Me han dado satisfacciones muchos personajes, no podría realmente quedarme con uno solo. Ahí están la Susanna de Las bodas de Fígaro, la Rosina de El barbero de Sevilla, Sin olvidar Peleas y Melisande, que  tuve la suerte de estrenarla con el maestro Antonio Pappano en Bruselas, y luego con el maestro Armin Jordan en el Teatro Real de Madrid. ¡Y tantos otros! La Antonia de Los cuentos de Hoffmann, Romeo y Julieta de Bellini y de Gounod... ¡sin olvidar Ilia de Idomeneo! ¡Tengo  muchos personajes en mi carrera! También me han dado mucha satisfacciones los discos, piense que tengo más de cuarenta grabaciones... ¡Una carrera de más de 35 años da para mucho y espero todavía poder montar otros personajes!

¿Qué personaje se le quedó en el tintero?

Uno de los personajes que me hubiese gustado interpretar es la Pamina de La flauta mágica, y estuve a punto, pero me lo anularon. También Gilda (Rigoletto) y La Traviata. Recuerdo que el maestro García Navarro, cuando era director musical del Teatro Real, me propuso hacer Violetta después de interpretar Manon de Massenet en el teatro Real.

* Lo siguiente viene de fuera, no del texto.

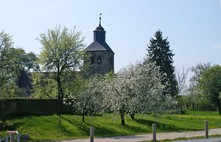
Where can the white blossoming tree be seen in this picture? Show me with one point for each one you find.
(136, 89)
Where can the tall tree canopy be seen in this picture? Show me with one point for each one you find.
(62, 50)
(13, 62)
(160, 53)
(211, 85)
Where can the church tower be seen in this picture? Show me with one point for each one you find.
(101, 56)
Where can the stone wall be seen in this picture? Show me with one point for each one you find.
(29, 106)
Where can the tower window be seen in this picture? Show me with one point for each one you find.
(99, 60)
(92, 60)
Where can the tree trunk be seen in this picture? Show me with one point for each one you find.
(83, 114)
(219, 108)
(82, 117)
(60, 95)
(122, 120)
(132, 116)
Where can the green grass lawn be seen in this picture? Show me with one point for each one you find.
(70, 126)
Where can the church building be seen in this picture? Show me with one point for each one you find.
(101, 56)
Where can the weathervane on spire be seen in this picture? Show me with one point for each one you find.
(100, 18)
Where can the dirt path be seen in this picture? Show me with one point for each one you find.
(160, 136)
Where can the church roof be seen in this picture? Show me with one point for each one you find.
(97, 46)
(99, 28)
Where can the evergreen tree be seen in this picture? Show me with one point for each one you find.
(160, 53)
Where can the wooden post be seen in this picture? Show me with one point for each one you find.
(91, 134)
(207, 129)
(154, 132)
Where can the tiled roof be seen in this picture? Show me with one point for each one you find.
(97, 46)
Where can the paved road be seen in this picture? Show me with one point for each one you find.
(160, 136)
(203, 140)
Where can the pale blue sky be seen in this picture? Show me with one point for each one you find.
(193, 27)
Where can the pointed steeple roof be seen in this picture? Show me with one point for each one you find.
(99, 43)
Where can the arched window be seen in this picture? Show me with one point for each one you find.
(99, 60)
(92, 60)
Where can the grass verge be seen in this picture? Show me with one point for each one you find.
(71, 127)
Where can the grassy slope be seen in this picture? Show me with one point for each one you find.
(70, 126)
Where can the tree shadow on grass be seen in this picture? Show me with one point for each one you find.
(84, 128)
(162, 127)
(99, 130)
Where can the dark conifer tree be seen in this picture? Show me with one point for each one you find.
(160, 53)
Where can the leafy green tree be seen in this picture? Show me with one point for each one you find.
(6, 72)
(196, 98)
(211, 85)
(160, 53)
(62, 50)
(44, 86)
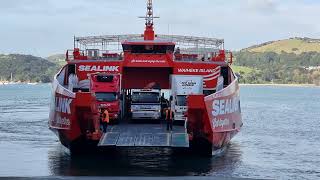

Estoy segura de que, de no haber fallecido, me la hubiese dirigido, y quizá yo la habría cantado... Pero hay otros muchos personajes que todavía puedo interpretar. Me encantaría volver a Händel, hay obras suyas que no se conocen mucho, que me gustaría cantar, como Ezio... Serse..., y ¡cómo no!, me encantaría volver a interpretar La voz humana de Poulenc. El repertorio francés me encanta... Y, ¿por qué no?, también el contemporáneo, obras que puedan escribir los nuevos compositores, siempre y cuando sean cantables. ¿No le parece?